Even Mr. Rubinow, polemic Marxianist that he is, admits that "in the very nature of things, the doctrine of economic interpretation of history does not admit of proof. It is a Weltanschauung . . . and we cannot conceive a Weltanschauung that can be proven." 2

It is obvious that such concessions destroy absolutely the characteristic marks of the economic view of history and social evolution; for they open the door to all manner of interpretations, and even to the overbalancing of the economic by a massing of other factors. This is particularly disturbing to those who have been led to pin their faith to this view as to a religious dogma. For the very essence of dogmatic religion is its uncompromising adherence to a principle which is the all-sufficient explanation of human life and its manifold problems, and which if accepted without qualification or reserve offers a complete plan of salvation. The inference here is that since socialists. have begun to qualify the dogma of economic determinism, they no longer consider it an indispensable element in socialism considered either as a religion or as a body of economic and political theory.

1 Ibid., p. 24. The cloven hoof reappears in the statement farther along (p. 29) that "though the Cuban war began and was prosecuted in an outburst of humane sentiment, it is probable that in its continuation, for the holding of the Philippines, economic considerations dominated the administration." 2 Was Marx Wrong, p. 15.

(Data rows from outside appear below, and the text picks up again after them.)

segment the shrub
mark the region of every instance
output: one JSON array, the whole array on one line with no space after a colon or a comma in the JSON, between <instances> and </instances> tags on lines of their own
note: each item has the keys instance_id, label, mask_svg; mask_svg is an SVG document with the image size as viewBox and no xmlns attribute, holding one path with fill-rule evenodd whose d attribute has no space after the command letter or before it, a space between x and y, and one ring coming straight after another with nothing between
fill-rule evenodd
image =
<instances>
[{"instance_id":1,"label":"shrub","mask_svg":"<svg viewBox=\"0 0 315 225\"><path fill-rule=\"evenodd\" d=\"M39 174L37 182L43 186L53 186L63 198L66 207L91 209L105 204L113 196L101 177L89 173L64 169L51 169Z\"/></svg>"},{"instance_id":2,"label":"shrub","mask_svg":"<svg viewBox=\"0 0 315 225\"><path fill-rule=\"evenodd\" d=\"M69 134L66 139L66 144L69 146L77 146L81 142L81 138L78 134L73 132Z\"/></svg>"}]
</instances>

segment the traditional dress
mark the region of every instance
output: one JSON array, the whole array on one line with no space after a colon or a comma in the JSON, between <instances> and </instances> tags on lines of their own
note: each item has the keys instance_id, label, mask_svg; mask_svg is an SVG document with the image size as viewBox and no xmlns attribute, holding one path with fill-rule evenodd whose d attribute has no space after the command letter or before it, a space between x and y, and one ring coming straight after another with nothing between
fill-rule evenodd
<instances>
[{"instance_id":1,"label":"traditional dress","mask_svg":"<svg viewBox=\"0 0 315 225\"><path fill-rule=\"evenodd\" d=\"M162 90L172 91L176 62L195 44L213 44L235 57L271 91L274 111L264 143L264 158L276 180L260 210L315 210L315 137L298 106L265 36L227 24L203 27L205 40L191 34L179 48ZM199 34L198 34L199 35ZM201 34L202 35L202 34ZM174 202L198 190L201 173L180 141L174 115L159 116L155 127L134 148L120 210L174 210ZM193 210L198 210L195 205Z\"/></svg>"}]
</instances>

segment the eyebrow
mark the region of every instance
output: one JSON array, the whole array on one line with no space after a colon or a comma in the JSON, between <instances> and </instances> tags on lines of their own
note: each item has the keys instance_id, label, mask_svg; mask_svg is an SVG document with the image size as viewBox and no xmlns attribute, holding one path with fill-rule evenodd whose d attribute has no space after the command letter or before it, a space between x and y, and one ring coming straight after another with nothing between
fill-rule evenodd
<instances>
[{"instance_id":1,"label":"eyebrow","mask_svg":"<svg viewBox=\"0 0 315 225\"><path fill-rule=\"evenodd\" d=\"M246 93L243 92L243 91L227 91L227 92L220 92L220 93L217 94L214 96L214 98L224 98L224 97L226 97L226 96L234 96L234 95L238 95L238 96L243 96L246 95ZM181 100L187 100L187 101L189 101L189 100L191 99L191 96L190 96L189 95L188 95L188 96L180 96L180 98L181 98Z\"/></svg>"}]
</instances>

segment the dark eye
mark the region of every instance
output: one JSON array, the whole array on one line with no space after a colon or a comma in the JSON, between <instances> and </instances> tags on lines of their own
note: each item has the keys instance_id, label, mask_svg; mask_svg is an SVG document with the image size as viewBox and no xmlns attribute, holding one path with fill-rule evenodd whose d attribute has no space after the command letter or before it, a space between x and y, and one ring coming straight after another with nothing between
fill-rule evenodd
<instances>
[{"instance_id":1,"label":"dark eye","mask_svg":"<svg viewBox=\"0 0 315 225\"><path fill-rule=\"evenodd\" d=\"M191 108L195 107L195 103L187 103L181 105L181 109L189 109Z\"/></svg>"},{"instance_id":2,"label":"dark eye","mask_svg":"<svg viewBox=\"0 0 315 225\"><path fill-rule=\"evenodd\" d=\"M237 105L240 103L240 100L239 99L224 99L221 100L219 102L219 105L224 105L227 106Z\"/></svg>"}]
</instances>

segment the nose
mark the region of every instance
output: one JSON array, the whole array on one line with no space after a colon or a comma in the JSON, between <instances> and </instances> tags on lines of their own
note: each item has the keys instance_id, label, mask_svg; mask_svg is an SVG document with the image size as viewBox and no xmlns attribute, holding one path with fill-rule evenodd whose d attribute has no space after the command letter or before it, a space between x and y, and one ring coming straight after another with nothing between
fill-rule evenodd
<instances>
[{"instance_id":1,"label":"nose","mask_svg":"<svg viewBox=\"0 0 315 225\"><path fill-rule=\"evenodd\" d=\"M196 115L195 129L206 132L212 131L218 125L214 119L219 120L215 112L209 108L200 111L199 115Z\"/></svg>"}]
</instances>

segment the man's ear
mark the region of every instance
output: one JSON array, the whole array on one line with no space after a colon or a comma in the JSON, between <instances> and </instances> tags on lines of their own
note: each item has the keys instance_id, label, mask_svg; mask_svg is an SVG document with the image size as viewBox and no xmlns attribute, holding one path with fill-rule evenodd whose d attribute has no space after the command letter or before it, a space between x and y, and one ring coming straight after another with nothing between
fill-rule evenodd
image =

In the second place, we may with equal frankness admit that the economic activities still consume the largest share of our time and energies. Even Emerson confessed that his belly was his master. We are still in the flesh. And much as we should like to consider the lilies how they grow, and to imitate them in their apparently joyous, care-free, vegetative career, few of us yet have the faith to try their methods.

The protagonists of economic determinism, drunk as with new wine, have been fascinated by the brutal directness and novelty of the theory. Their opponents have been terrified and all but paralyzed also by its utter disregard and contempt for well-consecrated tradition. The Marxians never weary of describing how modern economic thought has dislodged an almost incurably idealistic concept of history. Scientific Socialism is supposed to have driven idealism from its last refuge, the philosophy of history. But the materialistic concept of history and human life is not really new. It is essentially primitive, because it is the most obvious. Any ethnographer knows that it covers the easiest element to grasp in the life of savages. Their world of feelings and ideas is incomparably more difficult to enter. I do not mean to intimate that the materialistic interpretation is a savage philosophy and therefore ipso facto untrue. I mean merely that it is not at all new (for as we have already seen, savages think largely in terms of material satisfactions); and therefore by virtue of its newness alone it cannot claim superior truth or accuracy.

When we come to examine this doctrine critically and in detail, four serious defects crop out. They are: (1) faulty historical perspective; (2) neglect of the biological or racial factors; (3) an almost complete overlooking of the psychological elements in the social process; (4) incomplete sociological analysis.